The results of the trial, known as MINDACT, will be available in 2015. The trial is investigating whether genomic analysis can help physicians make better decisions on whether a patient can avoid chemotherapy after breast cancer surgery.
Clinical trials have shown that chemotherapy, while effective, can also lead to secondary cancers, damage to the heart, early menopause and reduced cognitive functions. And a substantial proportion of patients with early-stage breast cancer are thought to be over-treated, says Cardoso. MINDACT may avoid chemotherapy in 10 – 20 % of patients.
MINDACT has enrolled more than 6 600 women in 9 countries for the research, managed by the European Organisation for the Research and Treatment of Cancer (EORTC), and developed in collaboration with the Breast International Group (BIG), coordinator of TRANSBIG.
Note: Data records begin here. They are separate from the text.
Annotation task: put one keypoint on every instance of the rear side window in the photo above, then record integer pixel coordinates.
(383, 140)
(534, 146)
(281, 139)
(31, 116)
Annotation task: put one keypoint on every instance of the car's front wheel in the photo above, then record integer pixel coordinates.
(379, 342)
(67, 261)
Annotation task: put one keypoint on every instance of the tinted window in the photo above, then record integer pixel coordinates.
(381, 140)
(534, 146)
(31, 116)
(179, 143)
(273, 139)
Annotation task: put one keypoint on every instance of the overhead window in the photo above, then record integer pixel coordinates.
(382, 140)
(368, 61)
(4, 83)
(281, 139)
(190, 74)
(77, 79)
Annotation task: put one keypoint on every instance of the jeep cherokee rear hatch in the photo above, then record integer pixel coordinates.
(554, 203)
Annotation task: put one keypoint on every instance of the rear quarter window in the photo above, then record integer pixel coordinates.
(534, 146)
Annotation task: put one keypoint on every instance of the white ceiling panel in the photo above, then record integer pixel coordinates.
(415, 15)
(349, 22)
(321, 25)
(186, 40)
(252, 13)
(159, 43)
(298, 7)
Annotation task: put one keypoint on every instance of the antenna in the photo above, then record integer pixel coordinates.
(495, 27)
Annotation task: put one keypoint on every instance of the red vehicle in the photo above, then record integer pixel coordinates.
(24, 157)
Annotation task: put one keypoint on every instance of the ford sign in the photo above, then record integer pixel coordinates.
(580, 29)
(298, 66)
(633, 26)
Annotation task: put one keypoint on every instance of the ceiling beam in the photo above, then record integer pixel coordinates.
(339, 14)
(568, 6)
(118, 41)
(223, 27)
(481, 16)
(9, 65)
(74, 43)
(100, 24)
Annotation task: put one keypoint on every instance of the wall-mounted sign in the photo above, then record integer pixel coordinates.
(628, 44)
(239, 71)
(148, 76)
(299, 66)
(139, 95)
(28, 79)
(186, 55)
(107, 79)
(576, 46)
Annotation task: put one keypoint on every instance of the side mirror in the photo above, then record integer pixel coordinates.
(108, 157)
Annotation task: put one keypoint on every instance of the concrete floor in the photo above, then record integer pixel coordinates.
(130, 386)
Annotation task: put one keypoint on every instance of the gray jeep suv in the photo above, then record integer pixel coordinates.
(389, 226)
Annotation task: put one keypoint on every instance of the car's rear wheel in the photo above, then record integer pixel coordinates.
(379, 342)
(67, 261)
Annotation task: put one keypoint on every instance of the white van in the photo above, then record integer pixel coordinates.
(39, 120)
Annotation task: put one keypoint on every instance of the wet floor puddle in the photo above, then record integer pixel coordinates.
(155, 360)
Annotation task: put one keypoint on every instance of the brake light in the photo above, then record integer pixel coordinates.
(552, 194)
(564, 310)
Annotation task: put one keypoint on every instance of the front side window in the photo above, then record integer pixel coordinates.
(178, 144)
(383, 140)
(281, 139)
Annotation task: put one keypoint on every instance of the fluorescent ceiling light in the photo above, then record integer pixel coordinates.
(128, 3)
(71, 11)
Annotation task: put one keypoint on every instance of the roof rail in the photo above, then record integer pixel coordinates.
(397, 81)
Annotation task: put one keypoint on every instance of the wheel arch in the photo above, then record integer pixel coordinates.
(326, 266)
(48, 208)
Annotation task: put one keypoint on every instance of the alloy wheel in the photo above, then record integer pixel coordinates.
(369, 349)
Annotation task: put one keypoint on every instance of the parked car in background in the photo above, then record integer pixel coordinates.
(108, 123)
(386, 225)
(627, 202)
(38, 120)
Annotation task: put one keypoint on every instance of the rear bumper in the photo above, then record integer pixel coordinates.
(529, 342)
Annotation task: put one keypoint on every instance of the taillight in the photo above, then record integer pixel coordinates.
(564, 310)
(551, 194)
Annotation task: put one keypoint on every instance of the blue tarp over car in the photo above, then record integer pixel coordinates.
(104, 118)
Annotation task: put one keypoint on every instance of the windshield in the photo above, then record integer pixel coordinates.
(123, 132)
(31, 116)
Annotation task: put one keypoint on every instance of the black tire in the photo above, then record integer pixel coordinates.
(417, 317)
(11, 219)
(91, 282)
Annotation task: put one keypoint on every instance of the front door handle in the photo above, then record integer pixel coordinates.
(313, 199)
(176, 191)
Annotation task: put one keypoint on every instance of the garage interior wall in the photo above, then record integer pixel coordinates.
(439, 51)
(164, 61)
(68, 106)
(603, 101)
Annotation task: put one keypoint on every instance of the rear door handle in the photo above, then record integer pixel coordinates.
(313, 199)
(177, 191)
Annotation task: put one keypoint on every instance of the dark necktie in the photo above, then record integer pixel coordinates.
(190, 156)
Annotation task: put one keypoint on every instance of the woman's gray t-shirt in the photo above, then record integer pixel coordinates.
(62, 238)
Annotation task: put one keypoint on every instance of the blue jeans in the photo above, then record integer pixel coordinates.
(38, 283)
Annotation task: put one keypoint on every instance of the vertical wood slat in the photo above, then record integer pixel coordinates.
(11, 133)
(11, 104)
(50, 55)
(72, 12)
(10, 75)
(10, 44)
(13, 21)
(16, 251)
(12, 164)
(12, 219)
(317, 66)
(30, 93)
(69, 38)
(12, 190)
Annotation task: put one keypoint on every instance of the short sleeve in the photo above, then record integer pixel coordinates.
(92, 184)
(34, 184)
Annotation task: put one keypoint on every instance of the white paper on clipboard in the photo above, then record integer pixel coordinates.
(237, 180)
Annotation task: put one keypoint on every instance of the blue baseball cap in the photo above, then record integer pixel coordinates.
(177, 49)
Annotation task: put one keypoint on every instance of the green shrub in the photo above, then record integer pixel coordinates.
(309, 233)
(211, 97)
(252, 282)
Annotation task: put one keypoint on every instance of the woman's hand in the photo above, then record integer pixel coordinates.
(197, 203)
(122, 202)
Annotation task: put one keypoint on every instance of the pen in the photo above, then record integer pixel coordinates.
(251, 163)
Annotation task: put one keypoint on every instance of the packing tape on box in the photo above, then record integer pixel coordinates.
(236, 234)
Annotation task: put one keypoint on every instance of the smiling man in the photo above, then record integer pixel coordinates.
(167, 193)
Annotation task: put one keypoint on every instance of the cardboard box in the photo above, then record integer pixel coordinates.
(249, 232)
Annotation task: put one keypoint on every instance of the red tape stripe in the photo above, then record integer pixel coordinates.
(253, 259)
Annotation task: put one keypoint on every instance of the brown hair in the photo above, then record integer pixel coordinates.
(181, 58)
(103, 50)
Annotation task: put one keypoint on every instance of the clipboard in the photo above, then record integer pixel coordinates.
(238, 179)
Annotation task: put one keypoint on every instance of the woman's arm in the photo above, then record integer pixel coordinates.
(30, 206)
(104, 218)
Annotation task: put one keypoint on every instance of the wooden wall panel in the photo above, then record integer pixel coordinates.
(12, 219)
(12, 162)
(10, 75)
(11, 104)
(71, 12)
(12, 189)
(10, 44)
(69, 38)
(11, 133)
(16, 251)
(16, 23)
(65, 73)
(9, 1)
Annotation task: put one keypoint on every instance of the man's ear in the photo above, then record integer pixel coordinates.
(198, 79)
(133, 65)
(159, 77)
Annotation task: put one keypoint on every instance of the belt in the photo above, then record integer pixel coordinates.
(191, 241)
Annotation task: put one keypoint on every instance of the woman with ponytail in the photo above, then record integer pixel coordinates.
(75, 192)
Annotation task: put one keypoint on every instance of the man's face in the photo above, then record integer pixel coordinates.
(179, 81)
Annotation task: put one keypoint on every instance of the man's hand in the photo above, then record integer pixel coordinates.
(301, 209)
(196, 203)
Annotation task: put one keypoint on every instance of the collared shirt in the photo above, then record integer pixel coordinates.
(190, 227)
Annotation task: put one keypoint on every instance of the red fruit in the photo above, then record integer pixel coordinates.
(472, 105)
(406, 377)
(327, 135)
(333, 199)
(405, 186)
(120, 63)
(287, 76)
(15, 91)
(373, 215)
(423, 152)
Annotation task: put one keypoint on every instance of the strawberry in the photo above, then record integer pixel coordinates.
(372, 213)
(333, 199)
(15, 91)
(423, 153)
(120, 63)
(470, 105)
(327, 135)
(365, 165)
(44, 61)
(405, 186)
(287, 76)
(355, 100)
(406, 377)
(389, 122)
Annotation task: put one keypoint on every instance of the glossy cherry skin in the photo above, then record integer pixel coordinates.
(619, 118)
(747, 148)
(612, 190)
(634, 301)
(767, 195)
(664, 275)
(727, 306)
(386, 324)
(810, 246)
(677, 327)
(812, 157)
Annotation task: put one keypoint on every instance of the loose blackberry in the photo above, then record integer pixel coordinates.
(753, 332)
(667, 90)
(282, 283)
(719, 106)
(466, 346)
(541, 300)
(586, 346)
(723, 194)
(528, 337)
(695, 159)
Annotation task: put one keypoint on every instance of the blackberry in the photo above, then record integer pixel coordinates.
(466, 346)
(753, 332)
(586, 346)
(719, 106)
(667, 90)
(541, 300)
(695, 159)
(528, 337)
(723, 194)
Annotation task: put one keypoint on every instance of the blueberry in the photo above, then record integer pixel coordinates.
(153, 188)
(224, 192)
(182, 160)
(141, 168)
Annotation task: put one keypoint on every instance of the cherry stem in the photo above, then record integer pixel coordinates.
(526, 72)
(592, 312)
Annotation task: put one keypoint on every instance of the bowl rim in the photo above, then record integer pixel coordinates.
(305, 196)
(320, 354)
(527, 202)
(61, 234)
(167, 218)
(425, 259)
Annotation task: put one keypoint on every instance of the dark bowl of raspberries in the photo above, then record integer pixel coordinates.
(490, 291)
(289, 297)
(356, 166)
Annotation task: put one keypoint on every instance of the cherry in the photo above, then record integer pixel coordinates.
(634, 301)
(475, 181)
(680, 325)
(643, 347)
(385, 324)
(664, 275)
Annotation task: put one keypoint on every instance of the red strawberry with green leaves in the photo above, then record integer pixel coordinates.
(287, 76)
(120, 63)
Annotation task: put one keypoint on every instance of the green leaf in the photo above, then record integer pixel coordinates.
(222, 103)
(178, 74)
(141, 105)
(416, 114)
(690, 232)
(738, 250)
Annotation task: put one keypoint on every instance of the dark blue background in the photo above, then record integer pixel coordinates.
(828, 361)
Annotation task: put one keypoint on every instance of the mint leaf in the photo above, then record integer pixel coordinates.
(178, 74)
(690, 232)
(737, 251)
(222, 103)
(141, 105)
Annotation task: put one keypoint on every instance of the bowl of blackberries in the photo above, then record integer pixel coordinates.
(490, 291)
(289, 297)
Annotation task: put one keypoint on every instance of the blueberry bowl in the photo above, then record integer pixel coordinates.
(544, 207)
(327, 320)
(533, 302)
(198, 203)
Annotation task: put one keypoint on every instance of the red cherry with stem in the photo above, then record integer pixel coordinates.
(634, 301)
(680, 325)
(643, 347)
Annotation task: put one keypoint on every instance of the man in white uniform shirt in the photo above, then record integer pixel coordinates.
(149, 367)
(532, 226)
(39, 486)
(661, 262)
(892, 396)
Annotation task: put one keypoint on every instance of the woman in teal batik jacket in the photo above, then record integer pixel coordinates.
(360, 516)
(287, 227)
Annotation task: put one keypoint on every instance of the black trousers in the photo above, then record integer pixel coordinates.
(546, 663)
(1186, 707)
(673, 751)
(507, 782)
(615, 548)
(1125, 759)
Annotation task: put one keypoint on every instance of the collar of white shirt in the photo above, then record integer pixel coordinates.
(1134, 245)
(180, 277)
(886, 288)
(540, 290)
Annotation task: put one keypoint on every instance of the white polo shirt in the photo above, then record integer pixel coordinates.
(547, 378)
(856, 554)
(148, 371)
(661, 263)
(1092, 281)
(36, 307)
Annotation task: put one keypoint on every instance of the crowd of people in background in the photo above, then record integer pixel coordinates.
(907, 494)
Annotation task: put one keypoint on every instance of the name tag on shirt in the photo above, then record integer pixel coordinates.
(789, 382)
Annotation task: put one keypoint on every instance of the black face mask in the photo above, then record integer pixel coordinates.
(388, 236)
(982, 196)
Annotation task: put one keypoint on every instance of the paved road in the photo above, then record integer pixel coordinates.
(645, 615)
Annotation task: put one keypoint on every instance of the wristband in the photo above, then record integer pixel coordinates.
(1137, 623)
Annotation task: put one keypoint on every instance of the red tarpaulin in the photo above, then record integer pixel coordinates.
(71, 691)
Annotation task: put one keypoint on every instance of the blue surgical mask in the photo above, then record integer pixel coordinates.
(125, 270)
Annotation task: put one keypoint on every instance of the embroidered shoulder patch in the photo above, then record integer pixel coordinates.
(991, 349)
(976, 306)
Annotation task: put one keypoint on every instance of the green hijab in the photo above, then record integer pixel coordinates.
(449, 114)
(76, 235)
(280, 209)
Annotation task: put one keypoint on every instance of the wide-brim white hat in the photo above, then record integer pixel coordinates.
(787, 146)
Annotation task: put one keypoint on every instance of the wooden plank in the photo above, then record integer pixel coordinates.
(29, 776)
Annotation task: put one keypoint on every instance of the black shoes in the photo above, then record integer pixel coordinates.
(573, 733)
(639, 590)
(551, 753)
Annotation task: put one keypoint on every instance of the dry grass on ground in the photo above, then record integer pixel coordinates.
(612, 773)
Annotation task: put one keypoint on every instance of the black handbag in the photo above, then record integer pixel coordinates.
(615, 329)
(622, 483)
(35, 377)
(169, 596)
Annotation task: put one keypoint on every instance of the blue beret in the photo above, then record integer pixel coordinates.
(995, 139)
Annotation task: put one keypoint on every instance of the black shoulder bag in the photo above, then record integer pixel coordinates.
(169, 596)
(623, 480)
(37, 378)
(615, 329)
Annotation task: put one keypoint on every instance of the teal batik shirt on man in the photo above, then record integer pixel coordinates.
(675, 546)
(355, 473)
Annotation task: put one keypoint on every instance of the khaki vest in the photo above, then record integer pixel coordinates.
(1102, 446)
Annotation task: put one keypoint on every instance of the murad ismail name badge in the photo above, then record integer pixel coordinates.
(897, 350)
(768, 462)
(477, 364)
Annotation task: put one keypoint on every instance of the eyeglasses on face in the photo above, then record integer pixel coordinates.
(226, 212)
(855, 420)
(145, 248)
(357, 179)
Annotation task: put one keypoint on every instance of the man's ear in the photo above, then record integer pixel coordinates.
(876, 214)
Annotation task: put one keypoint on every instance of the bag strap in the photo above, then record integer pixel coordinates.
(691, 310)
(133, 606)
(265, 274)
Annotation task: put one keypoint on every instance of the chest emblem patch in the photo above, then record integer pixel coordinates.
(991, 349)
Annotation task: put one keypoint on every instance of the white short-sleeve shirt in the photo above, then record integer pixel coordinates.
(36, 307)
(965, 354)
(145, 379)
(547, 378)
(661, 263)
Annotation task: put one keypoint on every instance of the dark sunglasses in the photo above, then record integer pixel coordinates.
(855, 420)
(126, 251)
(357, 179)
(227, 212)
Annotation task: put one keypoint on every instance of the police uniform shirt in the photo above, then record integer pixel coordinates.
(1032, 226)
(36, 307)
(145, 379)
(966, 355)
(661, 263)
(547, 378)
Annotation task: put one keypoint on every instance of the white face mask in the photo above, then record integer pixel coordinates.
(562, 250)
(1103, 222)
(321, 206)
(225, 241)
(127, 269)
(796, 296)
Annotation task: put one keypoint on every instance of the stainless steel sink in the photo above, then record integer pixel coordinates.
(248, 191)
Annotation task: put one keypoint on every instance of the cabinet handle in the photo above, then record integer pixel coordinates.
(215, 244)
Other EU research projects on breast cancer include EPIC, which studied how changes to a person’s diet could potentially prevent breast cancer. The CareMore and CTCTRAP projects are focusing on circulating tumour cells and DNA in a patient’s blood to guide early diagnosis and treatments for women with metastatic breast cancer. Meanwhile ASSURE is looking at ways to tailor breast cancer screening to an individual’s needs, and is developing alternatives to mammography – unsuitable for cancer detection in women with dense breasts.
Another project, RATHER, is identifying novel treatments, along with personalised diagnostic techniques, for women with triple-negative and invasive lobular breast cancer. These are difficult-to-treat cancers for which no targeted therapies are currently available. Finally, the MERIT project is developing a way to treat triple-negative breast cancers with personalised RNA vaccines that are unique to each patient.
Breast cancer remains the second most common cancer in the world, and kills more women than any other cancer type. In the EU, a record 364 449 women found out they had the disease in 2012. The EU invested €160 million in breast cancer research from 2007 to 2013 and that support will continue through Horizon 2020, the new research and innovation programme for 2014-2020.
On 1 January 2014, the European Union launched a new research and innovation funding programme called Horizon 2020. Over the next seven years almost €80 billion will be invested in research and innovation projects to support Europe’s economic competitiveness and extend the frontiers of human knowledge. The EU research budget is focused mainly on improving everyday life in areas like health, the environment, transport, food and energy.